Thoughts on debugging — Sergey Denisov

In the past few months, there has been a flood of messages from SWEs trying to defend their stance that they are still relevant and their skills are needed in the post-LLM era, where the majority of the code is written by LLMs.

I won’t delve into the arguments of either AI denialists, who state that AI will collapse under the weight of the slop it produces, nor will I defend the side of AI pushers who overstate current LLM abilities.

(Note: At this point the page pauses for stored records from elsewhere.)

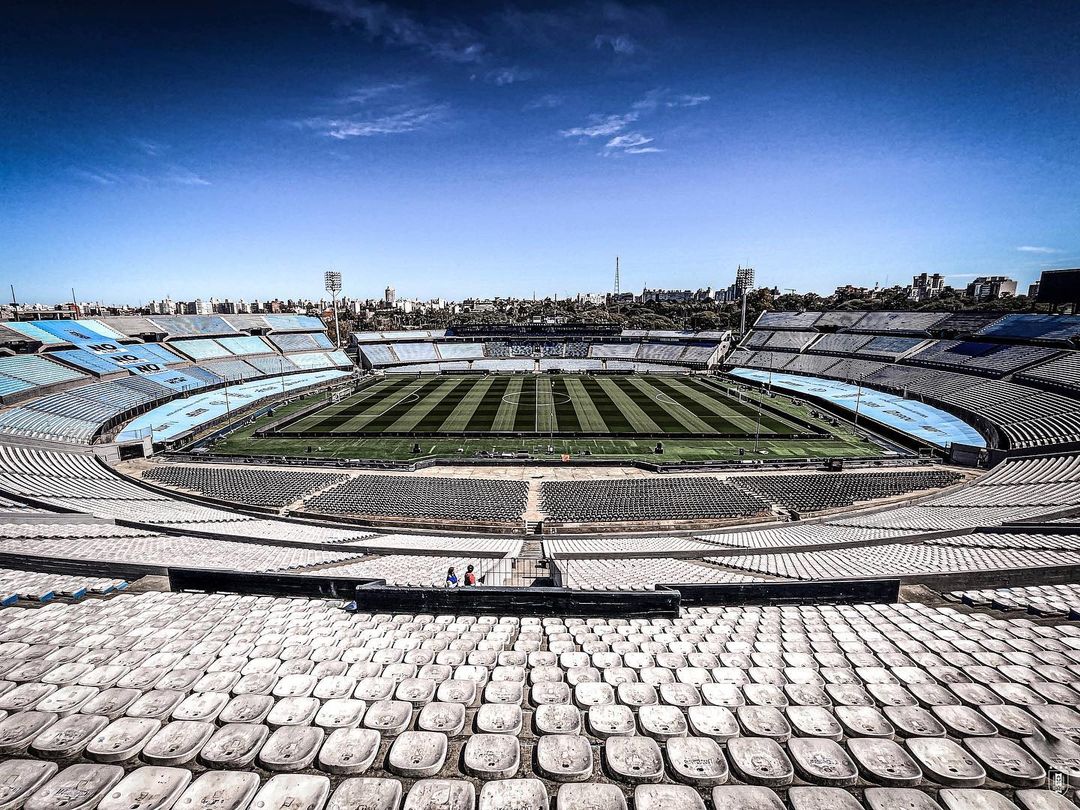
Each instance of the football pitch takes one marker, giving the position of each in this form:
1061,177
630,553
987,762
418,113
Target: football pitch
545,405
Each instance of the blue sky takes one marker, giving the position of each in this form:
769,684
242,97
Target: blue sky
238,149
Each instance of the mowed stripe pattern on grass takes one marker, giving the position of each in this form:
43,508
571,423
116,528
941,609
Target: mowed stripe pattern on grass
542,404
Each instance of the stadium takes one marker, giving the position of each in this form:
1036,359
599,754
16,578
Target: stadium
832,564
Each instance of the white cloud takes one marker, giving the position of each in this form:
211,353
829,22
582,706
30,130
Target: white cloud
150,148
392,122
548,102
628,142
632,143
446,41
171,175
184,176
367,93
687,100
601,126
621,44
502,77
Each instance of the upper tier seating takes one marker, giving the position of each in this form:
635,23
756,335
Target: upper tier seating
202,349
258,487
917,323
615,351
1051,328
416,352
301,341
192,325
838,320
463,499
272,364
646,499
24,372
888,348
231,369
292,323
78,483
993,360
1063,374
790,340
896,559
123,359
642,574
815,493
460,351
786,320
698,353
964,323
379,354
246,345
839,343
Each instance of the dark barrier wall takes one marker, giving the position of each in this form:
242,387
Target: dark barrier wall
520,601
374,595
781,593
265,584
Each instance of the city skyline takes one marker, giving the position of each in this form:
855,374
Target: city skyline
472,150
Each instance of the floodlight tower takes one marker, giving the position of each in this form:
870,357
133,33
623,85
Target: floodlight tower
333,283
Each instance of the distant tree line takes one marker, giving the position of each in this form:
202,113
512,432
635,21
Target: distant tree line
696,315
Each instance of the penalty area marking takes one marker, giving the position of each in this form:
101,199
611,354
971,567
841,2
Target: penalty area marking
407,400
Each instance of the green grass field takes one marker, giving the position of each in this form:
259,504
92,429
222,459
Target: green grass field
570,405
714,403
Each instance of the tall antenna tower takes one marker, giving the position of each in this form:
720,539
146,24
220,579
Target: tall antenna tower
332,281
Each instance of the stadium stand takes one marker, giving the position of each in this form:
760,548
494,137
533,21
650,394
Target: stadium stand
985,359
416,352
407,570
1012,415
175,551
666,724
379,354
647,499
307,716
1062,329
613,351
24,372
1039,599
460,351
839,343
300,341
785,340
1062,374
896,559
889,348
259,487
837,320
642,574
597,547
244,346
192,325
34,586
200,349
787,320
912,323
231,369
272,364
817,493
459,499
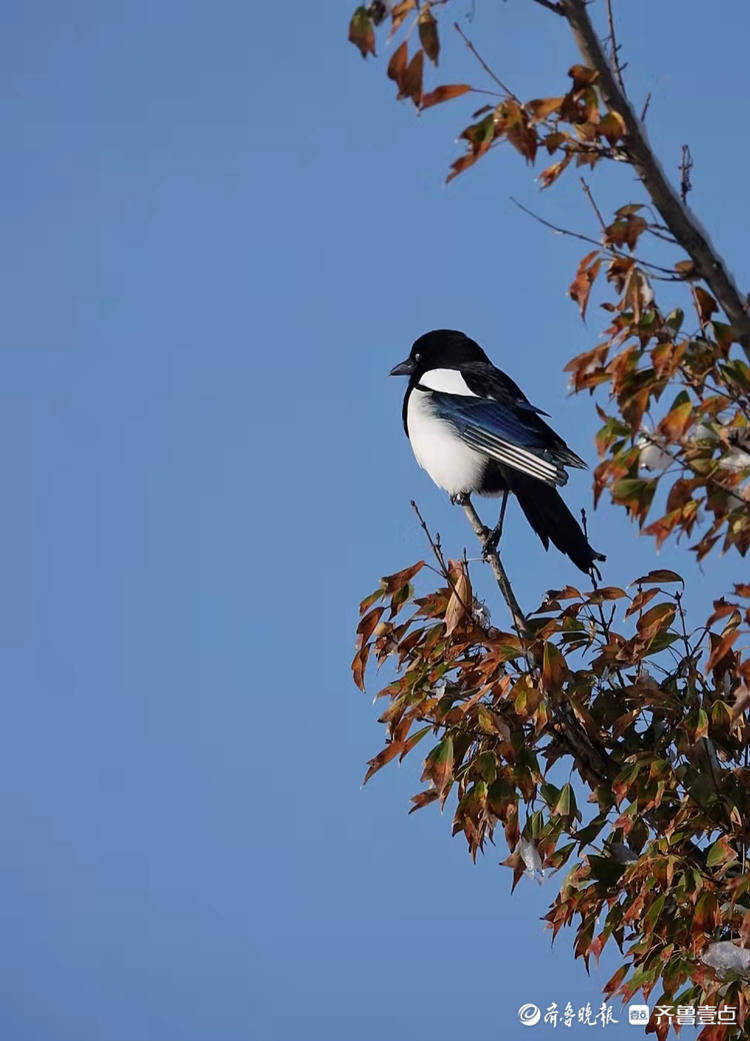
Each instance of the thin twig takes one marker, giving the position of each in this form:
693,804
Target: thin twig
667,274
445,570
708,263
614,47
685,169
498,570
483,64
557,8
590,197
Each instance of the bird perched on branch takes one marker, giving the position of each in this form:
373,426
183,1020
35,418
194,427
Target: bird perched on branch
474,430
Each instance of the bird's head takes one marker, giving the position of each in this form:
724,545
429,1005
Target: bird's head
440,349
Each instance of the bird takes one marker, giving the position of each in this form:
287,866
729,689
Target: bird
474,431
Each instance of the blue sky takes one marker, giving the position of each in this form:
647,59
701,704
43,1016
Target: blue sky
220,232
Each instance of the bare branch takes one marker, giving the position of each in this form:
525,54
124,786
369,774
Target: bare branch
614,47
483,64
680,221
685,169
498,570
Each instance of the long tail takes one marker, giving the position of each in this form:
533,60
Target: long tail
552,521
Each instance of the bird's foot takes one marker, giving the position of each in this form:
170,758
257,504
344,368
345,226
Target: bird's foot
491,540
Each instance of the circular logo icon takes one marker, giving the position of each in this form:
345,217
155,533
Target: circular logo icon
529,1014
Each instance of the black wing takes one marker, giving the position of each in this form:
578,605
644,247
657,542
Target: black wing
504,425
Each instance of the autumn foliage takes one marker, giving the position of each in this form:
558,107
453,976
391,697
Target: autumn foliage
650,709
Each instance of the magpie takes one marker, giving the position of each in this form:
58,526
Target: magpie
474,430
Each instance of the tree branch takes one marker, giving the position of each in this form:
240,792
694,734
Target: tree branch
675,213
498,570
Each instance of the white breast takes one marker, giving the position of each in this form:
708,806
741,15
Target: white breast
439,449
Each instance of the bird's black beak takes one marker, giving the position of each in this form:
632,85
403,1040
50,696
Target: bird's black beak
403,367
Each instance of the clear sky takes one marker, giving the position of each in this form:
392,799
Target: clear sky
220,231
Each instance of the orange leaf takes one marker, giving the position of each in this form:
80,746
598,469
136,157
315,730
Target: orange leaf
361,31
428,33
397,65
460,599
445,93
411,81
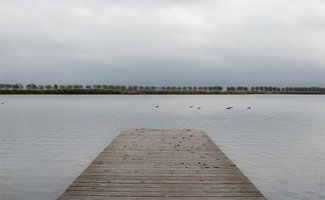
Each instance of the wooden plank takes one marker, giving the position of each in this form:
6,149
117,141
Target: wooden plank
162,163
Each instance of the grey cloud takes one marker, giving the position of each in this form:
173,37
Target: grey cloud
164,42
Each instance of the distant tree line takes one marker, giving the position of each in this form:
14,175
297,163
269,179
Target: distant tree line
122,89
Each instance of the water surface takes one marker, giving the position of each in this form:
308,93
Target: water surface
47,141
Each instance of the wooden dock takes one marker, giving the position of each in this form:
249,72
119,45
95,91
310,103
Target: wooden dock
143,164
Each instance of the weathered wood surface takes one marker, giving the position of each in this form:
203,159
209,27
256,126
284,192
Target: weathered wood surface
162,164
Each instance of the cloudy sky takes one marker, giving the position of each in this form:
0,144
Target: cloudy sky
170,42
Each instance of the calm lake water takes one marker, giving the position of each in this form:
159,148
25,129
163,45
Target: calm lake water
47,141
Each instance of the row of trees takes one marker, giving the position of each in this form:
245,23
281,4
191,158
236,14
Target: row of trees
121,89
106,87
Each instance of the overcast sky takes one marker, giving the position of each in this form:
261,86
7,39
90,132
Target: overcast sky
220,42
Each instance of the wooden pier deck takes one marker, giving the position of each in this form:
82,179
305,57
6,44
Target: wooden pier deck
143,164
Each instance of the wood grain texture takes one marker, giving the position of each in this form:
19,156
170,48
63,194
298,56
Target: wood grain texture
162,164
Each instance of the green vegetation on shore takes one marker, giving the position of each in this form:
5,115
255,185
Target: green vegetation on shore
117,89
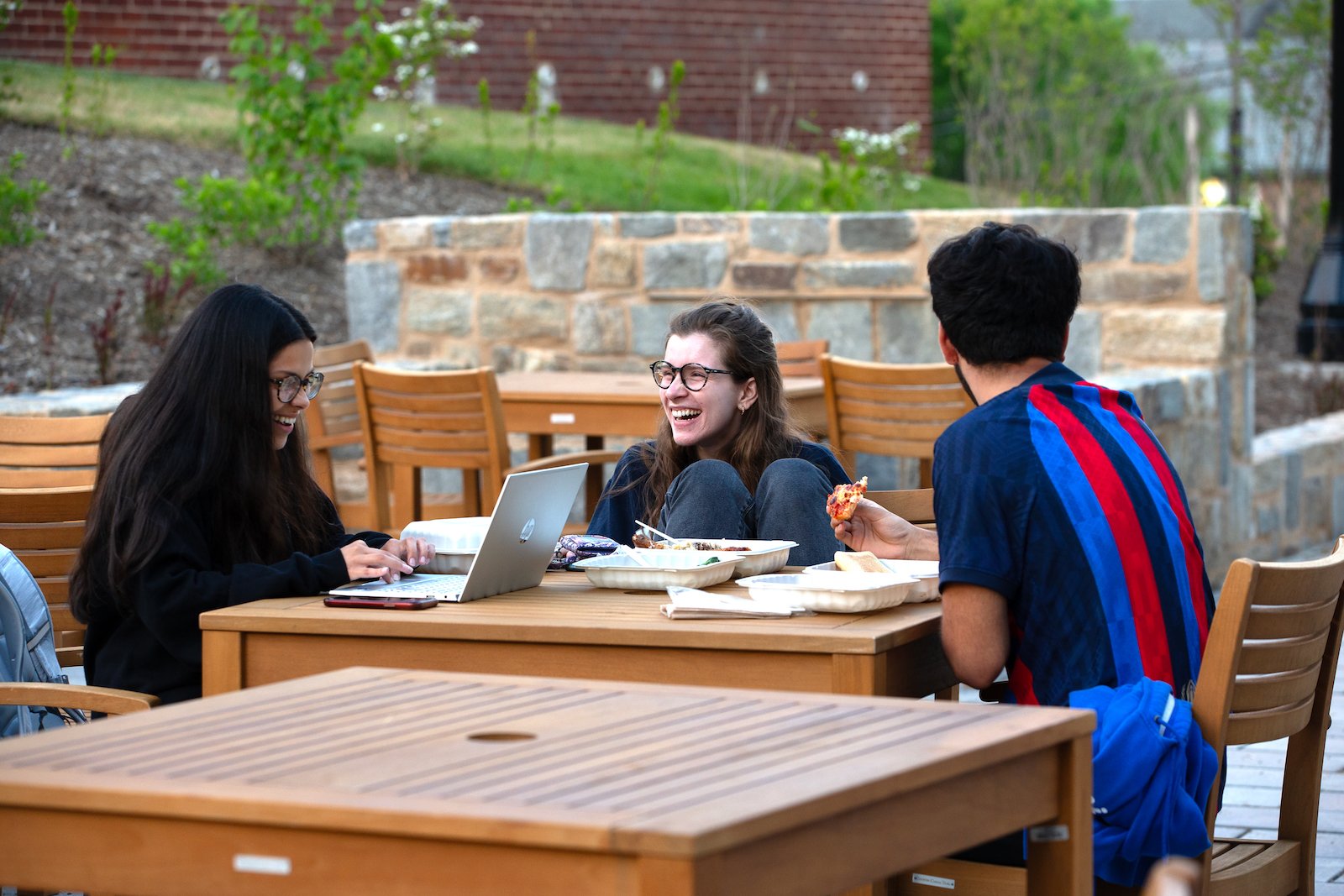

In this note, I want to discuss a common and recurring theme people raise: that it is impossible to do step-through debugging with LLM-generated code that nobody understands.

First of all, I do not deny the complexity that LLM-generated code brings to large-system development. Most large code bases follow specific patterns that allow you to navigate through the system based on these anchors and comprehend intent and logic. When LLM-generated code breaks these often loosely defined conventions, it adds another layer of complexity and increases the comprehension burden.

What I would like to question here is the assumption that we still need to rely on step-through debugging.

It was initially quite surprising to see people seriously discussing the need for step-through debugging, and then I realized I had just forgotten the modus operandi that was valid for me about 5 years ago.

Why was I surprised? Because I rarely do step-through debugging now. And if I ever happen to do it, it is to verify what’s wrong by comparing the output of a specific call against what is expected in unit tests, not to figure out what is happening in the system code.

How did this change of paradigm - that I’m not doing step-through debugging anymore - happen?

That was due to a mixed set of reasons that shifted my mental paradigm. First, our dev environment was extremely hard to bring up, and every other time something was broken. That, of course, was just a reflection of the constraints of working in a small company with limited resources to make everything right. Thus, in order to bring the system into a runnable state, I had to spend time waiting until all required containers started, and then more time verifying what had gone wrong. This was a real drag on my time, and eventually I started to operate in a “cover every possible scenario, and if something seems broken, write even more unit tests” paradigm.

Another thing that made it unfeasible was just the nature of the system: when you have calls to different microservices in the code you are working on, step-by-step debugging becomes useless.

So these two factors - limits imposed by our dev environment and the complexity of the system - pushed me to stop using step-by-step debugging as a tool to verify the correctness of the code.

Some readers may argue that unit tests may not cover all potential issues that might arise in distributed systems, and I totally agree with this. But step-through debugging is practical mostly in local or development-like environments, so it won’t help much with those problems either. My previous points about the extensive use of unit tests do not imply that the system should only have them and nothing else.

In application development, you usually don’t need step-by-step debugging unless:

You are working on a specific complex algorithm, and you would debug it in the context of a running unit test.

You are working on some low-level code operating with memory allocation and pointers, i.e. in C and C++ like languages, with too many factors that can come into play and are too hard to foresee.

You are working with a codebase that is not properly unit-tested and is overburdened by convoluted logic that you cannot comprehend.

I think that today, when most languages do not require manual memory management and engineers rarely create new complex algorithms, what most people have in mind is the last item.

And here comes the trouble: of course, if you are relying on step-through debugging, LLM-generated code will make your life extremely hard. But your system is already in an unhealthy state. It either has insufficient test coverage, is not properly modularized, has side effects here and there, has problems with logic, or, most likely, all of these.

So these arguments sound to me more like: we have already reached the boundaries of what we can do with the current system, and pushing beyond them is going to break it. This might be true, but it doesn’t have to be.

On the bright side, unit tests have become extremely cheap now. By extension, once your system is properly covered, you can move in the right direction by introducing proper abstractions and refactoring code, which would have been much harder to do prior to LLM code generation.